Отец ждал ответа, и он ответил:
— Нормально.
— Ну и хорошо.
— Я пойду, а то врач...
— Иди.
— Ни пуха ни пера.
— К черту.
В кухне еще обсуждалась эта проблема — больница. Даже Мишук включился в разговор, ведущийся без Кости необычно тихо. Мишук доказывал, что в больнице делать нечего.
— Там хоть телевизор есть?
Зина, пытаясь причесаться, перестала драть волосы перед маленьким зеркалом у вешалки, кинула на полку гребень с получерными-полуседыми прядями и воскликнула:
— Телевизор его интересует в первую очередь! А здоровье деда? Ужас какое воспитание! Сплошной моральный разврат!
— Ну зачем же так круто, Зина? — помрачнела Таня.
Но она не могла остановиться, прибавила, что родителям, конечно, некогда, тот на домне днями-ночами, а у той кауперы в голове.
— Зина абсолютно права, — заметил Костя, наклонив голову и мелко тряся ею из стороны в сторону.
— А Мишук погибает, — в растерянности договорила Зина, совсем сбитая с толку неожиданным согласием Кости. — И напрасно ты остроумничаешь!
— Я серьезно считаю, что ты сказала умные слова.
— Не смейся! Я не очень умная, так я хотя бы активная! И поэтому жертвую собой и говорю все в глаза! А ты остроумничаешь, а парень гибнет!
— Успокойся, Зинуша, — попросил Костя с улыбкой, но и она на этот раз не помогла. — Я же сказал, что ты права.
— Вырвать бы тебе язык! — задохнулась Зина.
— Чингисхан так делал, — все еще улыбался Костя.
— Жаль, что на тебя его нет.
— Но я действительно считаю, что ты права! На ресницах Зины повисли слезы.
— Мама! Что же он издевается, а ты молчишь?
— Чай пить давайте, — сказала мать, открыв шкаф и зазвенев чашками.
Таня стала помогать ей накрывать на стол, а Костя подошел и поцеловал мать в щеку, уже обсыпанную, как гречневой крупой, ранними веснушками.
После чая, когда все ушли, Афон позвал Елену Степановну к хозяину.
— Мы ему не помешаем.
В комнате они молча сели и стали там сидеть.

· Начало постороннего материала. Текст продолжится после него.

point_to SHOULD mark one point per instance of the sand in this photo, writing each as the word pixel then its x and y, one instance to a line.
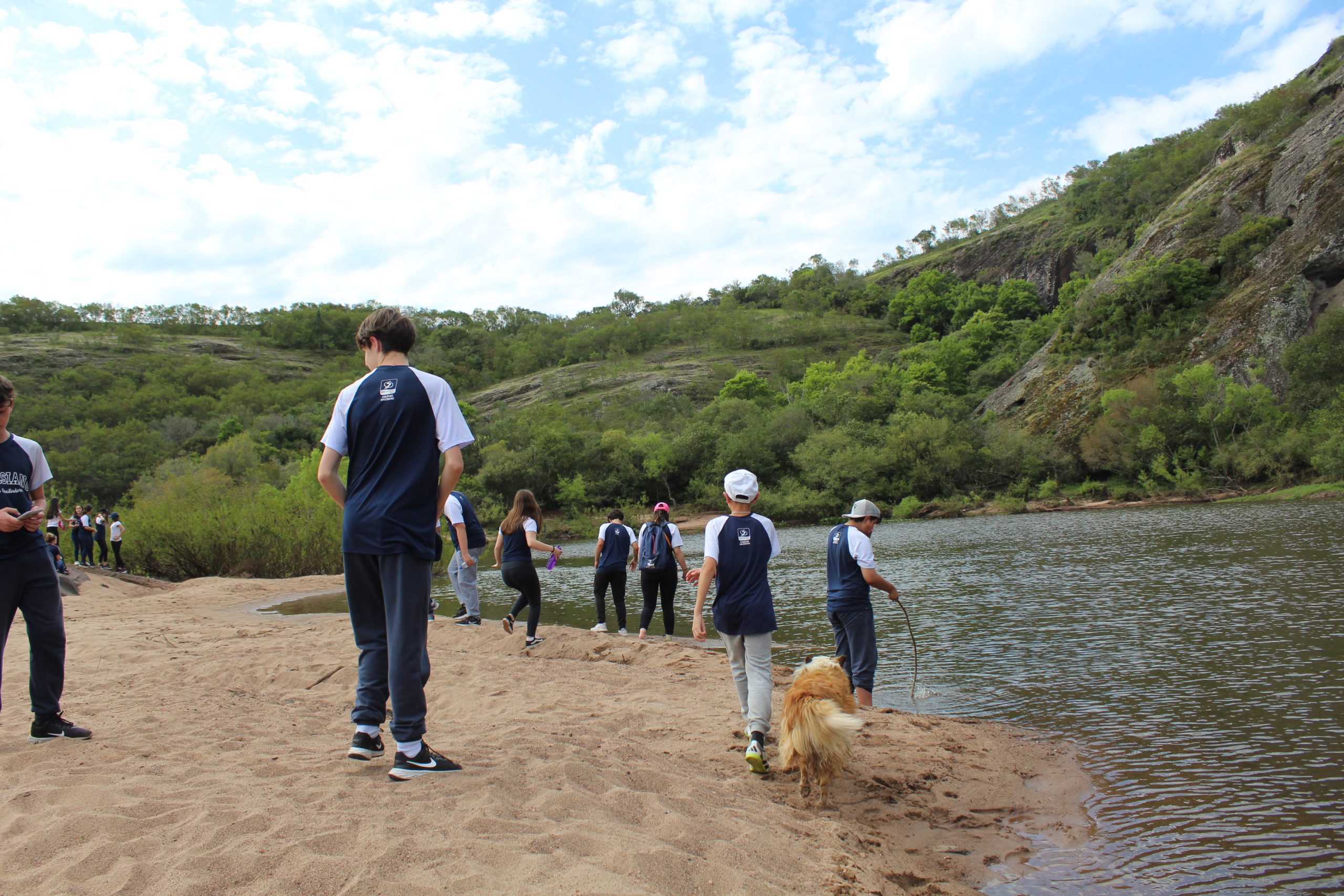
pixel 594 765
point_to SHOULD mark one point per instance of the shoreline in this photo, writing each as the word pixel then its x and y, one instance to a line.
pixel 218 766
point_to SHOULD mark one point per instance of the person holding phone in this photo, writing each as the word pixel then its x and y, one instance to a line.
pixel 29 581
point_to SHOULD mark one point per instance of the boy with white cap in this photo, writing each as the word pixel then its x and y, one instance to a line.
pixel 851 571
pixel 737 550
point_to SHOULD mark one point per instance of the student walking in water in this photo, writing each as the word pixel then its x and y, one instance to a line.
pixel 613 547
pixel 851 574
pixel 116 531
pixel 737 550
pixel 397 425
pixel 468 536
pixel 660 554
pixel 514 559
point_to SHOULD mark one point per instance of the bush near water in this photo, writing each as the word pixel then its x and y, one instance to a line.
pixel 202 424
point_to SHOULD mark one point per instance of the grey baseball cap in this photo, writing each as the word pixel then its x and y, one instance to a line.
pixel 863 508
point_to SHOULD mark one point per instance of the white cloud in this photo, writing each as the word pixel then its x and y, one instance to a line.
pixel 1129 121
pixel 461 19
pixel 644 102
pixel 640 53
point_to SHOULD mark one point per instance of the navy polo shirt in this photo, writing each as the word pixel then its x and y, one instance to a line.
pixel 394 424
pixel 23 468
pixel 742 547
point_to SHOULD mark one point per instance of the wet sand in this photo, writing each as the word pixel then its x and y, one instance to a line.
pixel 594 765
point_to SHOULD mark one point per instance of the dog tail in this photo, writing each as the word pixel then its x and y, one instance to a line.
pixel 819 730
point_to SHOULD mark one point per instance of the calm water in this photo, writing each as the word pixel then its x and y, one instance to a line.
pixel 1194 653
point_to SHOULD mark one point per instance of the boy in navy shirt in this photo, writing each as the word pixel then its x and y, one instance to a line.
pixel 737 550
pixel 27 577
pixel 394 425
pixel 851 571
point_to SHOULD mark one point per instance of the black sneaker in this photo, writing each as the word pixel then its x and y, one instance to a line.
pixel 426 762
pixel 366 747
pixel 51 727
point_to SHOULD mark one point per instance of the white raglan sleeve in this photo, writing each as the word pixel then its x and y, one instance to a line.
pixel 449 424
pixel 337 436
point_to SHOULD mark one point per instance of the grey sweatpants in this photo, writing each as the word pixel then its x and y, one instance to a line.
pixel 749 656
pixel 464 581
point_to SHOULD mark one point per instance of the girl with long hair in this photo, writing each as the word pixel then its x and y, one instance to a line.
pixel 514 559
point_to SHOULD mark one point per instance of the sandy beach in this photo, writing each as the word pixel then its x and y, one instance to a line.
pixel 593 765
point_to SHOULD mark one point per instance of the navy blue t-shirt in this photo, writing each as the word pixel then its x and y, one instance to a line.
pixel 616 546
pixel 848 551
pixel 742 546
pixel 23 468
pixel 394 425
pixel 475 531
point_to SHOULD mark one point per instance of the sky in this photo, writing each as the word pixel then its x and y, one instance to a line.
pixel 475 154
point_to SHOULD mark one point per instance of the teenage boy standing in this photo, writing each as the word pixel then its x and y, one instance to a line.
pixel 737 550
pixel 851 571
pixel 468 536
pixel 27 577
pixel 393 424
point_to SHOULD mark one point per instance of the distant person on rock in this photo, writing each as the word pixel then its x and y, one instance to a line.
pixel 468 537
pixel 615 541
pixel 514 546
pixel 116 531
pixel 660 554
pixel 738 549
pixel 394 425
pixel 29 581
pixel 851 575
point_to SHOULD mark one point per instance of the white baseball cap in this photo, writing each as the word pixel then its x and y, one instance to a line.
pixel 741 486
pixel 863 508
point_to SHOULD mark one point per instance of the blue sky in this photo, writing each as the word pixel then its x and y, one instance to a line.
pixel 471 154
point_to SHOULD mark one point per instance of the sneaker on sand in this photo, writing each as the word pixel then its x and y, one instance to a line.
pixel 756 754
pixel 426 762
pixel 51 727
pixel 366 747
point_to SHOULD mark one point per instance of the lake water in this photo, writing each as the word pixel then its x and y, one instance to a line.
pixel 1194 653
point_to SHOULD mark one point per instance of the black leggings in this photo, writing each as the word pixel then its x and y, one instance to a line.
pixel 616 578
pixel 652 582
pixel 521 575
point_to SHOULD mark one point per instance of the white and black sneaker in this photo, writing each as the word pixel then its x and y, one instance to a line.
pixel 51 727
pixel 426 762
pixel 366 747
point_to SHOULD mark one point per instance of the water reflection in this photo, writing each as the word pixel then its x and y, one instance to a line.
pixel 1195 653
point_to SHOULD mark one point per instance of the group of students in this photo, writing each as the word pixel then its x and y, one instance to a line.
pixel 85 534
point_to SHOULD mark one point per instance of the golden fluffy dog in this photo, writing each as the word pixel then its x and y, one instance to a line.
pixel 819 724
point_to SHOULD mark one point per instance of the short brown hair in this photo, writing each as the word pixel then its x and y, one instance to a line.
pixel 393 330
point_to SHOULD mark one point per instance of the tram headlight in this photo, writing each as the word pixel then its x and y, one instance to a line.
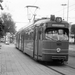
pixel 58 49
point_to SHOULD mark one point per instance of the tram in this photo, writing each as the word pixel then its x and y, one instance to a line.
pixel 46 40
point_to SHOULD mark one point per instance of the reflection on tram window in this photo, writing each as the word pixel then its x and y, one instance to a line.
pixel 58 34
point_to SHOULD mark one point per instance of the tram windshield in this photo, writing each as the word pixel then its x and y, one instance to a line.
pixel 56 33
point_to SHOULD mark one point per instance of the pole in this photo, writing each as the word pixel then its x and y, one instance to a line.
pixel 63 9
pixel 67 10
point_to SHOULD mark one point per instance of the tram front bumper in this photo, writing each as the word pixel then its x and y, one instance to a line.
pixel 50 57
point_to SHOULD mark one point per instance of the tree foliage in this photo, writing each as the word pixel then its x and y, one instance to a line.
pixel 73 29
pixel 8 25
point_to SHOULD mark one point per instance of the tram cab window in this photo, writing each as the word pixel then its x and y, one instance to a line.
pixel 56 34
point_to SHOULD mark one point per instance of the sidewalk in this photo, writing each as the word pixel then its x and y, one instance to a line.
pixel 14 62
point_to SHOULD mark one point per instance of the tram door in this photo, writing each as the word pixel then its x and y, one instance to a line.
pixel 36 43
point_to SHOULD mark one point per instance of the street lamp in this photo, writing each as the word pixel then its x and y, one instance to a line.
pixel 63 9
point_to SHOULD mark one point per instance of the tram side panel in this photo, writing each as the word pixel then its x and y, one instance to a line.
pixel 28 45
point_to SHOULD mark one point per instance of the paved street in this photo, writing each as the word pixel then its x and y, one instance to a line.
pixel 14 62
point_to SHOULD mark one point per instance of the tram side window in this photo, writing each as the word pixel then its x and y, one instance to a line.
pixel 56 34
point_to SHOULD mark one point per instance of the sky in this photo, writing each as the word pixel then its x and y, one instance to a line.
pixel 19 13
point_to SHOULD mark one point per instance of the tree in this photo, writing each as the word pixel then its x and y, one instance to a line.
pixel 8 24
pixel 73 29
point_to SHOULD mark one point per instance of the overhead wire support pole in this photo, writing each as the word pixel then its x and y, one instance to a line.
pixel 67 10
pixel 31 6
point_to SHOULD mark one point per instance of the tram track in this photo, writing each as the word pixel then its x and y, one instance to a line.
pixel 64 69
pixel 55 70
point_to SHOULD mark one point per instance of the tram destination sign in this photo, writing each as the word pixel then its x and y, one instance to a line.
pixel 57 25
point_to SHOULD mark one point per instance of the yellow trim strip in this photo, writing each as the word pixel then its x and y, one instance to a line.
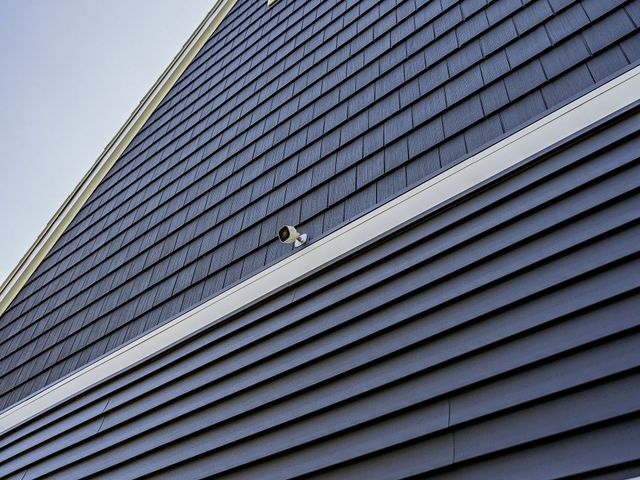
pixel 74 202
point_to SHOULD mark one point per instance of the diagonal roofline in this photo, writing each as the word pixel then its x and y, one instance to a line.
pixel 496 159
pixel 19 276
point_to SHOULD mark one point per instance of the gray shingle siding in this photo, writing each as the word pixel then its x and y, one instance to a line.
pixel 309 112
pixel 495 338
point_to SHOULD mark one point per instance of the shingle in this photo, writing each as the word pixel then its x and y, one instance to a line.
pixel 462 115
pixel 440 48
pixel 360 202
pixel 482 133
pixel 390 184
pixel 433 78
pixel 559 60
pixel 494 67
pixel 633 9
pixel 429 106
pixel 498 36
pixel 452 150
pixel 472 27
pixel 398 125
pixel 528 47
pixel 631 47
pixel 534 13
pixel 464 58
pixel 425 137
pixel 448 20
pixel 384 108
pixel 422 166
pixel 241 138
pixel 567 86
pixel 605 32
pixel 333 217
pixel 370 169
pixel 396 153
pixel 527 108
pixel 566 23
pixel 524 79
pixel 314 202
pixel 463 86
pixel 608 62
pixel 597 8
pixel 497 11
pixel 342 185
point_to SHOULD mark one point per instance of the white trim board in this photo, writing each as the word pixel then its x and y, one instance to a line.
pixel 545 132
pixel 65 214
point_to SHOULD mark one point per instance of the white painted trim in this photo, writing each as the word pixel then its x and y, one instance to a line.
pixel 554 127
pixel 65 214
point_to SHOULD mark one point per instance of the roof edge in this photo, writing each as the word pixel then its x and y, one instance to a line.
pixel 19 276
pixel 534 139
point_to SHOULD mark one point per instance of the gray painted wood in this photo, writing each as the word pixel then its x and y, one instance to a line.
pixel 496 337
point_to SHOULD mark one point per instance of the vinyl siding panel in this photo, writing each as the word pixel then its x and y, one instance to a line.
pixel 308 113
pixel 495 337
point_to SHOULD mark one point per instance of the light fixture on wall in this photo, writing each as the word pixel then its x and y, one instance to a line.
pixel 289 234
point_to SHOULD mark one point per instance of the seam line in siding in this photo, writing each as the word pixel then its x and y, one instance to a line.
pixel 558 125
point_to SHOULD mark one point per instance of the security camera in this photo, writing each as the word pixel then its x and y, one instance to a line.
pixel 289 234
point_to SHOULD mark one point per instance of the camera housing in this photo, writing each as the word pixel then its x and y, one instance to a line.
pixel 289 234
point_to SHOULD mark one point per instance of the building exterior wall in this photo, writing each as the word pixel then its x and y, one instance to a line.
pixel 494 337
pixel 309 113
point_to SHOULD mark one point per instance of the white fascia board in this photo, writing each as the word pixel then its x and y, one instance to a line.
pixel 532 139
pixel 65 214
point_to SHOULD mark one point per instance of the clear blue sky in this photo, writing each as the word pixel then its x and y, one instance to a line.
pixel 71 72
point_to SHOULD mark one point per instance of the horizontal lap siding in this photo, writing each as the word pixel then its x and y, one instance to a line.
pixel 495 338
pixel 306 113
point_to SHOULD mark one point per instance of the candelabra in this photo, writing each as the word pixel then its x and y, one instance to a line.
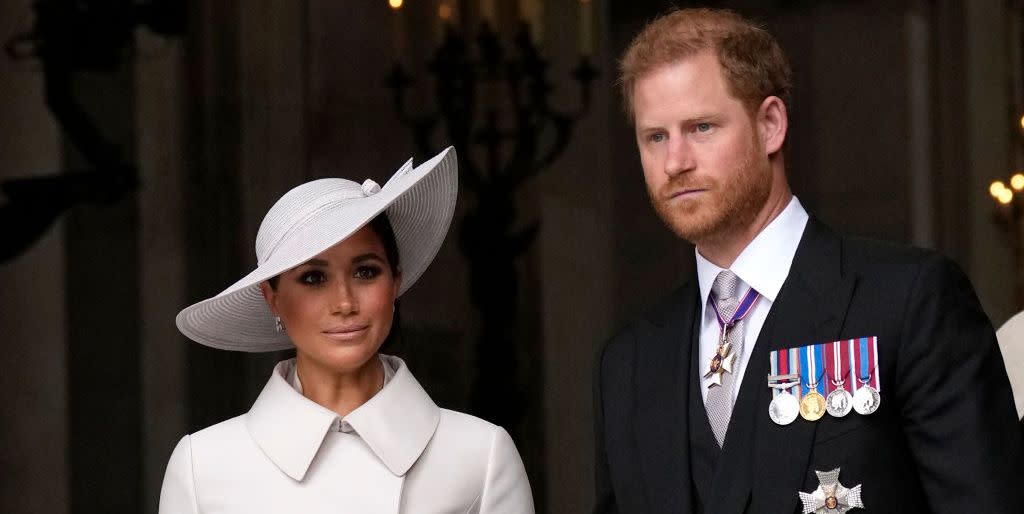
pixel 1010 214
pixel 496 108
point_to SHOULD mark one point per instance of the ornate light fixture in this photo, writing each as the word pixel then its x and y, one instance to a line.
pixel 1010 214
pixel 493 102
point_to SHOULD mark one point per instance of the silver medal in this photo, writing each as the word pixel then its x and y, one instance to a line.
pixel 866 399
pixel 839 402
pixel 783 409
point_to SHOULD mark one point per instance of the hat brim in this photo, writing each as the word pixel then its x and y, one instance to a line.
pixel 420 204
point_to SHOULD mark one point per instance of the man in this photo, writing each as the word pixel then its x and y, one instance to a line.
pixel 696 401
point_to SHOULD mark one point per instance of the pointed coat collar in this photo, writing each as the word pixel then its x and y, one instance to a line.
pixel 397 423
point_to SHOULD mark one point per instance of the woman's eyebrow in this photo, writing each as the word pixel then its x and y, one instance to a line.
pixel 368 256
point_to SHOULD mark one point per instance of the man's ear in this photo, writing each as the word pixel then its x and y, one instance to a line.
pixel 269 295
pixel 772 123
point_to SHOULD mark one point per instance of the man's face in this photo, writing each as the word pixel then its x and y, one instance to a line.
pixel 704 161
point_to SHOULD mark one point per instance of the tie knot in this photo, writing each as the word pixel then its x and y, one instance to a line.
pixel 725 286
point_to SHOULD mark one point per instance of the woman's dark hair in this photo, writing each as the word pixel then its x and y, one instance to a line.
pixel 381 225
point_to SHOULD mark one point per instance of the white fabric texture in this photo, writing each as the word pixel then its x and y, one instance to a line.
pixel 1011 337
pixel 311 218
pixel 404 455
pixel 764 264
pixel 720 397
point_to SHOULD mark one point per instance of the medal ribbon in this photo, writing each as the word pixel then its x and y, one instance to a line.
pixel 811 358
pixel 744 307
pixel 866 352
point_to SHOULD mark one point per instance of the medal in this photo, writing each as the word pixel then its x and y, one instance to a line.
pixel 840 401
pixel 812 405
pixel 724 358
pixel 830 497
pixel 783 409
pixel 720 365
pixel 867 397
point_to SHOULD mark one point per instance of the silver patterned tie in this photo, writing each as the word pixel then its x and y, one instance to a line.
pixel 719 402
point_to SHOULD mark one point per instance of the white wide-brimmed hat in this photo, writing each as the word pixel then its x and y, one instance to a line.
pixel 313 217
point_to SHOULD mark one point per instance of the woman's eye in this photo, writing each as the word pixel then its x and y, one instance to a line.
pixel 368 272
pixel 312 277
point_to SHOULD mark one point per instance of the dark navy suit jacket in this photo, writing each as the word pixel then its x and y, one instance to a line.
pixel 945 438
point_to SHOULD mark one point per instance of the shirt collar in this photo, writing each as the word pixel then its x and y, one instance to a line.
pixel 396 423
pixel 765 262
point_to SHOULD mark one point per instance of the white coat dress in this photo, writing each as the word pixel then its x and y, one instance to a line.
pixel 397 453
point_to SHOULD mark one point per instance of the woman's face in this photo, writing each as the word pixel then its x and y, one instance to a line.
pixel 338 307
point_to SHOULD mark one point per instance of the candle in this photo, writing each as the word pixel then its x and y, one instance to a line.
pixel 397 29
pixel 488 12
pixel 445 16
pixel 586 28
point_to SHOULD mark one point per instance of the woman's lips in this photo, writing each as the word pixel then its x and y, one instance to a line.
pixel 345 333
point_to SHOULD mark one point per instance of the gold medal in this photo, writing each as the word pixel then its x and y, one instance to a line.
pixel 812 405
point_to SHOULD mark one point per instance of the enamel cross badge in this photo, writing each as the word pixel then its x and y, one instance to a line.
pixel 830 497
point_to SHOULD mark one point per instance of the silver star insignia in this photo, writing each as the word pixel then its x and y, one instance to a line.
pixel 830 497
pixel 724 358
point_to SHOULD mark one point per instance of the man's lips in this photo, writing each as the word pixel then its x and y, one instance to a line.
pixel 687 191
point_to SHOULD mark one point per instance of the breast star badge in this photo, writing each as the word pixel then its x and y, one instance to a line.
pixel 830 497
pixel 720 365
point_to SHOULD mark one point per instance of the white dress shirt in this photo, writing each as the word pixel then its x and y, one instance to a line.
pixel 764 264
pixel 401 455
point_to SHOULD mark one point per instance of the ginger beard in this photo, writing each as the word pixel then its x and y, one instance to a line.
pixel 725 208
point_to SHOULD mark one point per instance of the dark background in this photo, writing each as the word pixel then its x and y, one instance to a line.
pixel 903 113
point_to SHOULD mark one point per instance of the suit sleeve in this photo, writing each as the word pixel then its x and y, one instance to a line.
pixel 604 502
pixel 506 488
pixel 956 407
pixel 177 496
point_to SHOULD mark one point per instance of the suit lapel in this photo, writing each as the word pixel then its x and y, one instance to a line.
pixel 760 457
pixel 662 385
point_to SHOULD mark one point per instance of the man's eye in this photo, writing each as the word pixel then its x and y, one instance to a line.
pixel 312 277
pixel 368 272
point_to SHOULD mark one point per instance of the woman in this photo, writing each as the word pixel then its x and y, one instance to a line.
pixel 340 428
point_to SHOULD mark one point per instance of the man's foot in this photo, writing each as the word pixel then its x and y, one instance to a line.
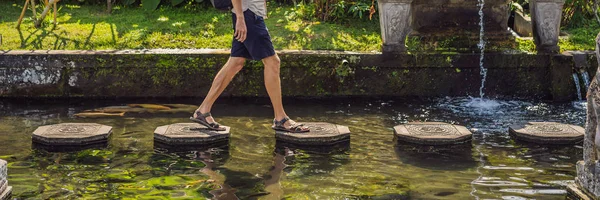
pixel 288 125
pixel 207 120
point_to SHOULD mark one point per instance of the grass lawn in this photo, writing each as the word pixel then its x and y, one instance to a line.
pixel 89 27
pixel 85 27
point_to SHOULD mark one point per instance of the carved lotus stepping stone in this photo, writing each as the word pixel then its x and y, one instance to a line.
pixel 189 134
pixel 320 134
pixel 5 190
pixel 72 134
pixel 432 133
pixel 548 133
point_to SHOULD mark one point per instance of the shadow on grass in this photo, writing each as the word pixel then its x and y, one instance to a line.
pixel 89 27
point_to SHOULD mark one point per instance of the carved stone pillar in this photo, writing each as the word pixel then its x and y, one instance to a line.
pixel 546 16
pixel 395 19
pixel 588 170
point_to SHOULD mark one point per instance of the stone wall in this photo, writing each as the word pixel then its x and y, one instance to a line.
pixel 189 73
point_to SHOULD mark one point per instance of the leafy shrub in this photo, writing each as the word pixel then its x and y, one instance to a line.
pixel 336 10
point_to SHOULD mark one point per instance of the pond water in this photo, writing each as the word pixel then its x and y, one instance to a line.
pixel 255 166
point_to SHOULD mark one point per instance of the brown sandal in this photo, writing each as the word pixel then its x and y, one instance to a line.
pixel 294 128
pixel 201 119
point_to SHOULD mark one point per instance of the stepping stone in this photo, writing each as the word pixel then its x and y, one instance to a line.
pixel 72 134
pixel 432 133
pixel 5 190
pixel 224 144
pixel 320 134
pixel 189 134
pixel 6 194
pixel 548 133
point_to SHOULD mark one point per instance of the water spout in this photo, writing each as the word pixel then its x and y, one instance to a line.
pixel 481 46
pixel 586 80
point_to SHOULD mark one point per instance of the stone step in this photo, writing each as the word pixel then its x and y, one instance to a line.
pixel 320 133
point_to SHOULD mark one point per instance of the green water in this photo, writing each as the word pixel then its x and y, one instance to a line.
pixel 255 166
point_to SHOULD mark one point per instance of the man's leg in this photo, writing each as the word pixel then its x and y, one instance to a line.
pixel 273 85
pixel 222 79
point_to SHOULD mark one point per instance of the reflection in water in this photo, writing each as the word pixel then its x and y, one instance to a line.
pixel 255 166
pixel 212 157
pixel 449 157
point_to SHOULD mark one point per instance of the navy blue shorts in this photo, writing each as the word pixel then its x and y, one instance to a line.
pixel 257 45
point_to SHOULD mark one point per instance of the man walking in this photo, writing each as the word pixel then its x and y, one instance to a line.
pixel 251 40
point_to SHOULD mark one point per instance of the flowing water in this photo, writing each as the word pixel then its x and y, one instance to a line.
pixel 577 86
pixel 481 47
pixel 255 166
pixel 586 80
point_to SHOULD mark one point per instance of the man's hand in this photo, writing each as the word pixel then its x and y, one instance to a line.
pixel 240 30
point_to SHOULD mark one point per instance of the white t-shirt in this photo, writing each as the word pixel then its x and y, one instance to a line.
pixel 258 7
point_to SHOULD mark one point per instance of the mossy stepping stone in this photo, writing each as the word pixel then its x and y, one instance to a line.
pixel 3 170
pixel 547 133
pixel 72 134
pixel 189 134
pixel 6 194
pixel 321 133
pixel 432 133
pixel 5 190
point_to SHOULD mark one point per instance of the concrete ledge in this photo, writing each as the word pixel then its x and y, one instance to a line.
pixel 189 73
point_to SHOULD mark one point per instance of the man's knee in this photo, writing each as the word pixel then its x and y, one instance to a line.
pixel 236 64
pixel 272 63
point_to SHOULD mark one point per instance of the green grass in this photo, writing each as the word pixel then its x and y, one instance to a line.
pixel 89 27
pixel 580 38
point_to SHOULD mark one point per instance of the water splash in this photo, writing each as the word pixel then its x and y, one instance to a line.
pixel 481 46
pixel 586 79
pixel 577 87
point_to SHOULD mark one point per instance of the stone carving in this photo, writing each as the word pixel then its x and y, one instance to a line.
pixel 546 17
pixel 78 134
pixel 433 129
pixel 189 134
pixel 395 18
pixel 320 134
pixel 588 170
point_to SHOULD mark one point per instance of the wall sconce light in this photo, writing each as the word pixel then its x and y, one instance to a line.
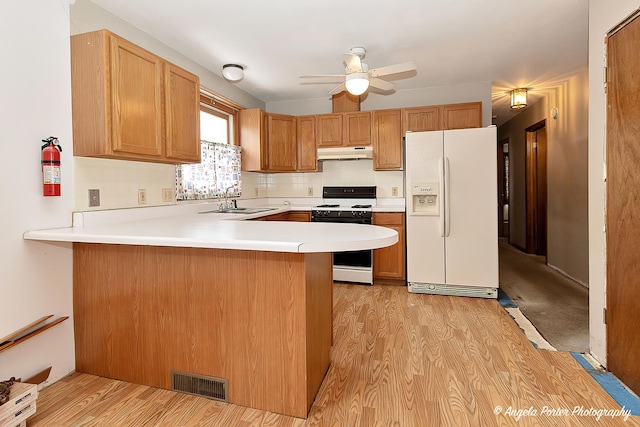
pixel 519 98
pixel 357 83
pixel 232 72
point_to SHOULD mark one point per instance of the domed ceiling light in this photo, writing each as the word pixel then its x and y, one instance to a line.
pixel 518 98
pixel 232 72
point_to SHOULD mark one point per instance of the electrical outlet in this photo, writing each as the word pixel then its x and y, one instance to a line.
pixel 94 198
pixel 167 195
pixel 142 196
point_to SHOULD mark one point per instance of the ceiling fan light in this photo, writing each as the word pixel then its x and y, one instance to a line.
pixel 518 98
pixel 357 83
pixel 232 72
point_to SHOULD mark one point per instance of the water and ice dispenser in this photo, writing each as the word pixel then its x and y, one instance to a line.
pixel 425 199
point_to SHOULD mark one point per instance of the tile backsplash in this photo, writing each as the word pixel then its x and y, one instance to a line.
pixel 119 181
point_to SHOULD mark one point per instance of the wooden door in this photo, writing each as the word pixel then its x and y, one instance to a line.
pixel 182 114
pixel 356 129
pixel 536 178
pixel 282 142
pixel 329 130
pixel 623 203
pixel 306 141
pixel 387 140
pixel 503 188
pixel 420 119
pixel 136 99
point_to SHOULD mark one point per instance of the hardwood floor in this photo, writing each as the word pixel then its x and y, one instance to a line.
pixel 398 359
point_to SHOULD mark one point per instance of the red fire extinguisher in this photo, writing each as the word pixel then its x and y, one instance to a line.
pixel 51 166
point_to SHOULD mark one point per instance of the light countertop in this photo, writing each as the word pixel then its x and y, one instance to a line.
pixel 221 231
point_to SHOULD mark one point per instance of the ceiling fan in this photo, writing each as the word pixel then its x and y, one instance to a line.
pixel 358 77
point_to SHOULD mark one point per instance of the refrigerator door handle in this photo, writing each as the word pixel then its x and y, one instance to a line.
pixel 447 204
pixel 441 192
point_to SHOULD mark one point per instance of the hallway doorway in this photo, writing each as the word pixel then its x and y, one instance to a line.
pixel 536 190
pixel 623 204
pixel 503 188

У него потеплели и заулыбались глаза. Так вот и смотрели друг на друга, пока Михаил Авдеевич не попросил:
— Открой, Лена...
— Форточку?
— Нет, не форточку, а окно, Лена.
— Окно?
— Окно. Это каприз... Могу я... имею я право на каприз, Лена?
— Никогда ты не был капризным, покапризничай.
Открыть рамы, приставшие за зиму друг к другу, ей помог дядя Афон, и в комнату размашисто хлынул воздух, насыщенный запахами химкомбината, по которым их земляки издалека узнавали свой город, подъезжая к нему.
— Ну вот, — сказал Михаил Авдеевич.
— Понюхать захотелось? — спросила Елена Степановна. — Всегда ругался, даже в центральную газету письмо подписывал, а сейчас понюхать захотелось?
И дядя Афон одобрил:
— Пусть нюхает.
7
Быстро тюкали по асфальту каблуки Таниных туфель. Впопыхах она надела давние туфли на тонких каблуках — когда их носили! — она любила эти туфли за легкость и шастала в них по дому, она вообще любила легкую и высокую обувь, идущую к ее ногам, длинным и таким скорым, что Костя еле поспевал за ней.